Department for Coagulation Disorders, Lund University, Skåne University Hospital, Malmö, Sweden.
Br J Haematol. 2010 Nov;151(4):381-6. doi: 10.1111/j.1365-2141.2010.08378.x. Epub 2010 Oct 1.
The by-passing agents, recombinant activated factor VII (rFVIIa) and activated prothrombin complex concentrate (APCC), are important tools in the treatment of patients with haemophilia A and high-responding inhibitory antibodies. It has been observed clinically that in some patients undergoing immune tolerance induction the bleeding frequency decreases, hypothetically caused by a transient haemostatic effect of infused FVIII not measurable ex vivo. We evaluated how by-passing agents and factor VIII (FVIII) affect thrombin generation (TG) in vitro using plasma from 11 patients with severe haemophilia A and high titre inhibitors. Samples were spiked with combinations of APCC, rFVIIa and five different FVIII products. Combination of APCC and FVIII showed a synergistic effect in eliciting TG (P<0·005) for four FVIII products. When rFVIIa and FVIII were combined the interaction between the preparations was found to be additive. APCC and rFVIIa were then combined without FVIII, resulting in an additive effect on thrombin production. Each product separately increased TG above baseline. In conclusion, the amount of thrombin formed in vitro by adding a by-passing agent, was higher in the presence of FVIII. Our findings support the use of FVIII in by-passing therapy to optimize the haemostatic effect.
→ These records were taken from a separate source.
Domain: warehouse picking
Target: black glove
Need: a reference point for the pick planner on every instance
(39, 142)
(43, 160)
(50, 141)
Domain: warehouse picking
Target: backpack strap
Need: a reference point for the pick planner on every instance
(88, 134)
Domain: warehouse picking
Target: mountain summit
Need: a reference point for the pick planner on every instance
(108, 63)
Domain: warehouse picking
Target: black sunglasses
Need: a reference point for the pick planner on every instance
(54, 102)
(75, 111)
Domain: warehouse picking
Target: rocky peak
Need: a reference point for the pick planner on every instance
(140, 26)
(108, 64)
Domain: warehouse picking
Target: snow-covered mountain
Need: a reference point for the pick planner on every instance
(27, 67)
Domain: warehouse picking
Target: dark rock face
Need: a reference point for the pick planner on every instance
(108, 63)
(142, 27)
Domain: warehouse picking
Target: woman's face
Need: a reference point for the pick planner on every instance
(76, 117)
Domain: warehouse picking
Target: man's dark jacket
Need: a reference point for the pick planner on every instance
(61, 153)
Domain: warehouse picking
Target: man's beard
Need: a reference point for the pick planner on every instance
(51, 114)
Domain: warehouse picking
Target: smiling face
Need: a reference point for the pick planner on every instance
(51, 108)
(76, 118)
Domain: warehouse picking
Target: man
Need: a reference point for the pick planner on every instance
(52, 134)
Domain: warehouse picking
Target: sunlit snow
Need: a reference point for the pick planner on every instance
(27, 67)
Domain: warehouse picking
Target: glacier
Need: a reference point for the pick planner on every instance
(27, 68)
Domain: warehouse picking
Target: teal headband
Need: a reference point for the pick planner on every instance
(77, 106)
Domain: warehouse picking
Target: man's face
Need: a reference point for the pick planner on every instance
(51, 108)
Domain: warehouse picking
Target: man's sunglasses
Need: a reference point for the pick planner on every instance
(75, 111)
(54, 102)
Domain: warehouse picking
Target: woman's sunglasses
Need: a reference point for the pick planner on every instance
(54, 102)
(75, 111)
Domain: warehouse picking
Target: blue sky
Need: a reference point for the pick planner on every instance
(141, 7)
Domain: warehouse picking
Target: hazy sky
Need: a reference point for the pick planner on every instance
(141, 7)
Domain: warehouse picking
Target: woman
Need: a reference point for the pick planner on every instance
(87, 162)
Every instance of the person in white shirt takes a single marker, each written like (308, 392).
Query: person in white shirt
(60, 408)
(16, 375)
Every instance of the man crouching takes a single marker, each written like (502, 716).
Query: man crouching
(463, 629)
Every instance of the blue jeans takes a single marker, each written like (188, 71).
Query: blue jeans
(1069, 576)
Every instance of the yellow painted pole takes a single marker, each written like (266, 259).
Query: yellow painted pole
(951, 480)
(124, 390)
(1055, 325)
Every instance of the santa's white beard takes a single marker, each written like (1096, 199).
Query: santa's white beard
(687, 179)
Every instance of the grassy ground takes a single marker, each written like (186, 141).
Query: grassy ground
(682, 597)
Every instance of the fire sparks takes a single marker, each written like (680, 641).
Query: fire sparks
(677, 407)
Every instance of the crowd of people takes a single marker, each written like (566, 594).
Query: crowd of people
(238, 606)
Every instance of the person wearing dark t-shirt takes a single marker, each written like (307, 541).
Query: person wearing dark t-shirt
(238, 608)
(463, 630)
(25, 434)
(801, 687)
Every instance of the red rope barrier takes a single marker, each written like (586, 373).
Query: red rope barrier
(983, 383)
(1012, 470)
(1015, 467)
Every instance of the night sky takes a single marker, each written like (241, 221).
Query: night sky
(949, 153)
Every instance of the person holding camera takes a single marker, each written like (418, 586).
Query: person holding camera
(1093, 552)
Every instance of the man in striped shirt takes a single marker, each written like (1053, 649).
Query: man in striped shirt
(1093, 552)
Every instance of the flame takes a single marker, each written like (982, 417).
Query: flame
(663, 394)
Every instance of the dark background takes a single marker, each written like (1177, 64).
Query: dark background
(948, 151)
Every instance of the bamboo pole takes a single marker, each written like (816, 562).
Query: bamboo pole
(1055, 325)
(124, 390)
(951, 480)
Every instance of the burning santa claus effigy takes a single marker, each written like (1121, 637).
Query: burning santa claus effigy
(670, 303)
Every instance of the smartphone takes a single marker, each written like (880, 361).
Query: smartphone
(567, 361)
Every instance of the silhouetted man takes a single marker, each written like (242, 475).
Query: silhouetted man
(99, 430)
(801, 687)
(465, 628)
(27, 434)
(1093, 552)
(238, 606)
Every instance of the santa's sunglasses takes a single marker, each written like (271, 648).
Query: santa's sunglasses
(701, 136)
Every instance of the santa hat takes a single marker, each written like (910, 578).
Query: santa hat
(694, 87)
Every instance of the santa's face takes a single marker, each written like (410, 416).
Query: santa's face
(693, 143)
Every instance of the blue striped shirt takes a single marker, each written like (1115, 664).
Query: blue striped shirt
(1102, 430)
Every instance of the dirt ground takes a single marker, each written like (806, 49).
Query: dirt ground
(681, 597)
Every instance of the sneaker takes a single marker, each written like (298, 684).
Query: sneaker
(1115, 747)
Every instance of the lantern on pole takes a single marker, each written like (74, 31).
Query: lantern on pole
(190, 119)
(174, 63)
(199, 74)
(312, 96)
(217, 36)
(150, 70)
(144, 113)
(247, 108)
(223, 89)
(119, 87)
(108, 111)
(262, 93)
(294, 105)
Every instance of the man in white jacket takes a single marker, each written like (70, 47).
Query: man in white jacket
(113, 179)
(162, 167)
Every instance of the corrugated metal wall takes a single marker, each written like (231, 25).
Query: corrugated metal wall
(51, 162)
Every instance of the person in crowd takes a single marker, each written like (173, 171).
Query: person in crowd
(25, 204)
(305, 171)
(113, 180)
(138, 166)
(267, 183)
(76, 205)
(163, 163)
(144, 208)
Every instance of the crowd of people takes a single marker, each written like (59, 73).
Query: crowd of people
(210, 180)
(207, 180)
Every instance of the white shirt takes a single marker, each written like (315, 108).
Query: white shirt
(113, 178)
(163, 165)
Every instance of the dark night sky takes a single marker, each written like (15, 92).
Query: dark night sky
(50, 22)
旁路制剂,重组活化因子 VII(rFVIIa)和活化的凝血酶原复合物浓缩物(APCC),是治疗 A 型血友病和高反应性抑制性抗体患者的重要工具。临床上观察到,在一些接受免疫耐受诱导的患者中,出血频率降低,推测是由于输注的 FVIII 产生了体外不可测量的短暂止血作用。我们评估了旁路制剂和因子 VIII(FVIII)如何在体外使用来自 11 名患有严重 A 型血友病和高滴度抑制剂的患者的血浆来影响血栓生成(TG)。样品中添加了 APCC、rFVIIa 和五种不同的 FVIII 产品的组合。对于四种 FVIII 产品,APCC 和 FVIII 的组合表现出协同作用,可引发 TG(P<0·005)。当 rFVIIa 和 FVIII 组合时,制剂之间的相互作用是相加的。然后不添加 FVIII 而将 APCC 和 rFVIIa 组合,导致对凝血酶生成的相加作用。每个产品单独增加了 TG 超过基线。总之,在添加旁路制剂的情况下,体外形成的血栓酶量在存在 FVIII 的情况下更高。我们的发现支持在旁路治疗中使用 FVIII 来优化止血作用。